Nobody was prepared for a pandemic in 2020, and one of the issues brought to light in the manufacturing world is just how many domestic brands relied heavily on China for fulfilling some, part, or nearly all of their supply chain. The economic challenges brought on by the disruption in the supply chain have forced manufacturers to change their business models in a hurry to stay competitive. What they’re learning is that reshoring manufacturing can not only help in recovery but bring about unprecedented growth.
The Reshoring Initiative was founded in 2010 and is focused on bringing manufacturing jobs back to the U.S. by helping manufacturers realize that in some cases, local production reduces their total cost of ownership of purchased parts and tooling.
Harry Moser is the founder and president of the Reshoring Initiative and is also on the Commerce Department Investment Advisory Council. Moser was recently asked what the key considerations are for reshoring pre-and-post COVID-19.
“Multi-step, multi-country manufacturing was already under stress even before the COVID-19 pandemic, which has severely disrupted the global logistics network,” Moser said. “Our intellectual understanding of trade wars during this crisis now reveals the supply chain weakness—we simply don’t make enough components on our own shores. The global supply chain as we knew it is essentially a dangerous supply chain which has lead us to the current result of death and economic disaster.”
Manufacturers Revaluate Shoring & Sourcing
The Reshoring Initiative has worked. Reshoring manufacturing—bringing imported goods or materials back to domestic production—was well on its way to becoming common practice amongst U.S.-based manufacturers before COVID-19. According to some reports, well over 700,000 jobs were brought back to the U.S. between 2010 and 2018 as a result of reshoring.
Along with the initiative, there are a number of reasons for this:
- The cost of transportation continues to rise
- Manufacturers now use advanced software programs and robotics to automate many of the processes that once required human work
- Many of the go-to offshoring countries have seen their economies strengthen in recent years, leading to an increase in wages for their citizens
- Countries in which labor remains inexpensive lack the infrastructure to support complex manufacturing operations
The pandemic of 2020 adds an exclamation point to that list.
“COVID-19 has really gotten people’s attention. It’s revealed the U.S. dependency on offshore manufacturing, especially China,” said Moser. “As the pandemic shows, we can suddenly be in the impossible position of not having enough critical supplies. That is not because we didn’t try it; it’s because we had almost no base from which to build here in the U.S.”
In addition to prompting a renewed reshoring effort, COVID-19 has also led manufacturers to reevaluate sourcing.

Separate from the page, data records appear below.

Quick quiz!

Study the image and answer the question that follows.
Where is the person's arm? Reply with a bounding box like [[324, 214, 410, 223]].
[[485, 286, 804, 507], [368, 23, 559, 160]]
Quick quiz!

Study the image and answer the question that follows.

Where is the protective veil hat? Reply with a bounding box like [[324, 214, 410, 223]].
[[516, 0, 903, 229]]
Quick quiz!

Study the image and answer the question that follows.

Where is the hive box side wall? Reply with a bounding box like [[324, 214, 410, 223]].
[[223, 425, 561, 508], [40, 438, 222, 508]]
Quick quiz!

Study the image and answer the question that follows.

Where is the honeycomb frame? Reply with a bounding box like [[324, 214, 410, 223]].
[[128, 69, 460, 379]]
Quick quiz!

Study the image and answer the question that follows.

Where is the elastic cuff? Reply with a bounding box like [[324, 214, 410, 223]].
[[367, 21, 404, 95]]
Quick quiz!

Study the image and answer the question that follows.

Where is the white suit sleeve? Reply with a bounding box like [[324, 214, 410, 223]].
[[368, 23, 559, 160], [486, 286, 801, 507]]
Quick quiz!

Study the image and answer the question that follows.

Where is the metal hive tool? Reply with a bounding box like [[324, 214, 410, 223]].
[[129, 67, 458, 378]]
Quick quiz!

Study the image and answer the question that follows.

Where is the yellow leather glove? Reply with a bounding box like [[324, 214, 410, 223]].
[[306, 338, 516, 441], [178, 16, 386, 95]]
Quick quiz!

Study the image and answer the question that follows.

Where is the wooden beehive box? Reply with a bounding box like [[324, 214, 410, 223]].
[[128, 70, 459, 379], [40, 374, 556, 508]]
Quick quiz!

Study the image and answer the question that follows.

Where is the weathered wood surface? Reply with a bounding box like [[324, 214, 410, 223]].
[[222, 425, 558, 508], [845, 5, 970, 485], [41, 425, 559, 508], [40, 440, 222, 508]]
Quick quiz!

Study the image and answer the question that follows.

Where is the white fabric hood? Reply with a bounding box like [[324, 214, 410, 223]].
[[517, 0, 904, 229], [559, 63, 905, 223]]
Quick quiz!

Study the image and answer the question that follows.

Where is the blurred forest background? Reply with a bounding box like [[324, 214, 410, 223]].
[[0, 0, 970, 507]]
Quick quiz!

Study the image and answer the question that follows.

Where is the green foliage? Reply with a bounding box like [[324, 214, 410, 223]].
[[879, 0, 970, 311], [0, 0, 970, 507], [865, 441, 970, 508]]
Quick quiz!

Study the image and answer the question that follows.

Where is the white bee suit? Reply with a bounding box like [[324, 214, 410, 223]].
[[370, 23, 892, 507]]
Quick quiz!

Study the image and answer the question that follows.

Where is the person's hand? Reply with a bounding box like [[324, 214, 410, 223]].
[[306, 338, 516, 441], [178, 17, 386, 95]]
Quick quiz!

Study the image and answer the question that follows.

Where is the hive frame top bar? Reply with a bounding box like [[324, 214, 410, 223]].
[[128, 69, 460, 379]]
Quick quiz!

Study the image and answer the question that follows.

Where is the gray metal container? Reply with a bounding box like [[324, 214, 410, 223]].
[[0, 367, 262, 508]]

The pandemic has caused great disruption to the global supply chain, making it more challenging for manufacturers who source from other countries to get a hold of materials.
An Uptick in Reshoring Manufacturing
Establishing solid partnerships with domestic manufacturers makes all the sense in the world heading into 2021 and beyond. As Moser says, “The supply chain math is obvious, and developing partnerships is the new reshoring. Customers, in most cases, are willing to pay a premium for on-time, as-promised delivery commitments. The goal is to convince companies to do the math and decide what to re-shore now.”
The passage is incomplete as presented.